WASHINGTON — Representative Pramila Jayapal (WA-07), Chair of the Congressional Progressive Caucus, issued the following statement commending a new executive order from the Biden administration to advance environmental justice across federal agencies:

“The climate crisis isn’t only a threat to the future of our planet — it’s here now, but does not affect every community equally. Neighborhoods that have borne the brunt of water and air pollution, communities of color and poor communities that have less access to health care and green, healthy infrastructure are already living with the worst impact. That’s why in our Executive Action Agenda we called for the Biden administration to build on its 2022 actions to hold federal agencies accountable for reducing disproportionate environmental impacts on frontline communities. I’m thrilled to see today’s new executive order does exactly that.

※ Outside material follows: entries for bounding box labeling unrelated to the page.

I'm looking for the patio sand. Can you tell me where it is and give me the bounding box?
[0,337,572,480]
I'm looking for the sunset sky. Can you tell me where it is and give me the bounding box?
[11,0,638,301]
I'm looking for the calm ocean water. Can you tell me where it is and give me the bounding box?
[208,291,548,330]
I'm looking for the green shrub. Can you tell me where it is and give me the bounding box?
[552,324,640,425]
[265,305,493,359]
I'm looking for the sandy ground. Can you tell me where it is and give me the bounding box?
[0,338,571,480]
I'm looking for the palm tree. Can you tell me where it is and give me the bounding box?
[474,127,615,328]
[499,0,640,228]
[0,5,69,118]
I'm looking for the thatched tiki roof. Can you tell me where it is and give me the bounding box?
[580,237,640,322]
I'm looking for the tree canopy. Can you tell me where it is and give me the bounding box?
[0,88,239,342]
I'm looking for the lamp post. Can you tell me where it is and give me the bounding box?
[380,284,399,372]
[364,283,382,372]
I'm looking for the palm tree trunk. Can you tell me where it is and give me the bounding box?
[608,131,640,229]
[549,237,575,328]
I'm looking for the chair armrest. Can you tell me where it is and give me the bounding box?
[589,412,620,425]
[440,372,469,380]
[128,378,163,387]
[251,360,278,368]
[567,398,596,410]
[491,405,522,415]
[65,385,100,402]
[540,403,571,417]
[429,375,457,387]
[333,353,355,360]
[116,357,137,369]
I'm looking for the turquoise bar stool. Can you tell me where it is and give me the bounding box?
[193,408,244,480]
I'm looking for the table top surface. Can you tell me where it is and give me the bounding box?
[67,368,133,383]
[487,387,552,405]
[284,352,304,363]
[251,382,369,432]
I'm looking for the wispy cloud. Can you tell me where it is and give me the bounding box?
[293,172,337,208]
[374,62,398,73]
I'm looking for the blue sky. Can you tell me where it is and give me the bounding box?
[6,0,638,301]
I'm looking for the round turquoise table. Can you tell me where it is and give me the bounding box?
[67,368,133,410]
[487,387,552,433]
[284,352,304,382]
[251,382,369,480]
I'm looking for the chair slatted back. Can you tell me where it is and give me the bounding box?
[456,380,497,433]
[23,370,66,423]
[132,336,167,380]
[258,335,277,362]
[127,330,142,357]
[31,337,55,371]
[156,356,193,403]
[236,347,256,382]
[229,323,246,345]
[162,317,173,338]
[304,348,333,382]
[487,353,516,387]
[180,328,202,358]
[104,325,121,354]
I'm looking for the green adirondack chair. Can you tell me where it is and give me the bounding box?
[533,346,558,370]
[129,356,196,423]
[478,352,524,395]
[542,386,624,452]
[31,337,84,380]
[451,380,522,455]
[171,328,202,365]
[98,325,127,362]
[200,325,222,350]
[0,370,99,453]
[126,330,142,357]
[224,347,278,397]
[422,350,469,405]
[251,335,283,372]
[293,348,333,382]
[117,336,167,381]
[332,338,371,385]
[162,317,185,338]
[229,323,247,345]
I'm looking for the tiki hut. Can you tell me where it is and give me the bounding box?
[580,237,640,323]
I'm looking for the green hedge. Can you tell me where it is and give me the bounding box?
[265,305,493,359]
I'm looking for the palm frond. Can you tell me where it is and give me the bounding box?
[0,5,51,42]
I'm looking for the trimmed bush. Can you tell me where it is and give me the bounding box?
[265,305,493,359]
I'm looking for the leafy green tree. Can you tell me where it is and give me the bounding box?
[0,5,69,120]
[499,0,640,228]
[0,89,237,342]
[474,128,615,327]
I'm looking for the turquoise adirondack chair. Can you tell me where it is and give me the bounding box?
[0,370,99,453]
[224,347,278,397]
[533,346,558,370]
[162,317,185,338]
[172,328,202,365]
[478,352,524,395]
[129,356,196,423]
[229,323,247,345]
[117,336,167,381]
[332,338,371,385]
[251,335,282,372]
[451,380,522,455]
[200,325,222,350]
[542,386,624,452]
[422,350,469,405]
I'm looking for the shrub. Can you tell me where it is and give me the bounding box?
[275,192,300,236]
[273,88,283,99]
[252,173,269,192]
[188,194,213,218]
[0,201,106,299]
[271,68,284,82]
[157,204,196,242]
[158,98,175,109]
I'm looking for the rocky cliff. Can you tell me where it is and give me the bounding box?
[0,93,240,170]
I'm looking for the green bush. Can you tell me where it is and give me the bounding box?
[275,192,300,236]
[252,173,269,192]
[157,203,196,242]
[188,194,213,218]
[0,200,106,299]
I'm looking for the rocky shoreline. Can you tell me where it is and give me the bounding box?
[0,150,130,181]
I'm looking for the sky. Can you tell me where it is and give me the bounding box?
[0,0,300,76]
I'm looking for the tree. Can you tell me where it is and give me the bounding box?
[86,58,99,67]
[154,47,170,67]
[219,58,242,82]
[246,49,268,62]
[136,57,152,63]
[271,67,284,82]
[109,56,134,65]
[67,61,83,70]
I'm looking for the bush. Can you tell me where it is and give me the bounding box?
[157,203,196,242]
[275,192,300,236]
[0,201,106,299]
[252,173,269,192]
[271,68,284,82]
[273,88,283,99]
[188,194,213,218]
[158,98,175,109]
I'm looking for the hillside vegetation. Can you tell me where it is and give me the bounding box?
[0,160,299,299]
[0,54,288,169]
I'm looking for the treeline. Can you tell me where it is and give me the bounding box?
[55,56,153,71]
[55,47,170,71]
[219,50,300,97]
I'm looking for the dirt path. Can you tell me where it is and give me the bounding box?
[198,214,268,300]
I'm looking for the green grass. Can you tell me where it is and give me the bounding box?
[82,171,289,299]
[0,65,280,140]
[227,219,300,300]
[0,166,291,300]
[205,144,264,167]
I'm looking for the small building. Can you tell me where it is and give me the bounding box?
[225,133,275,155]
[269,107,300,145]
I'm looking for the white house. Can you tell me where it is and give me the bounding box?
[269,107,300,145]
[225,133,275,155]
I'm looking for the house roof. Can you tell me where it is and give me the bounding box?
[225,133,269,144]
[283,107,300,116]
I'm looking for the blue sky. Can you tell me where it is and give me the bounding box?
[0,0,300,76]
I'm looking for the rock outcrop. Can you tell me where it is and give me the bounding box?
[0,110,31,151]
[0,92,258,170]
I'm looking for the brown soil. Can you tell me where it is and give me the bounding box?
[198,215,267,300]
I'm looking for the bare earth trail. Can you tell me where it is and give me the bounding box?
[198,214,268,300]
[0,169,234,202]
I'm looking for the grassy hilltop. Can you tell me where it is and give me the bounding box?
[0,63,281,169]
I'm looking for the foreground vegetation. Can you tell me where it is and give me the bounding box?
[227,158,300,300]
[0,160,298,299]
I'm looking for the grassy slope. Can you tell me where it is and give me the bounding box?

“I applaud President Biden’s order to protect the hardest-hit communities from disproportionate exposure to pollution, close the gaps in data on that impact, ensure community members have a seat at the table where environmental decisions are made, and create a Chief Environmental Justice Office to coordinate a whole-of-government approach to this fight. Progressives are incredibly proud of our role in enacting legislation and working with the administration to advance policy that reduces emissions as well as addresses the crises facing our most vulnerable communities today. This executive order furthers that vision, and we look forward to working with President Biden and his team to ensure that they live up to their laudable goals in all environmental policy decisions.”

This order is the sixth action the Biden administration has taken from the CPC’s 2023 Executive Action Agenda released last month, including: historic investments in the care economy, rulemaking from the Environmental Protection Agency to reduce emissions from cars and trucks and mercury pollution, the expansion of health insurance coverage eligibility to DACA recipients, and pushing federal banking agencies to pursue enhanced supervision of mid-sized banks.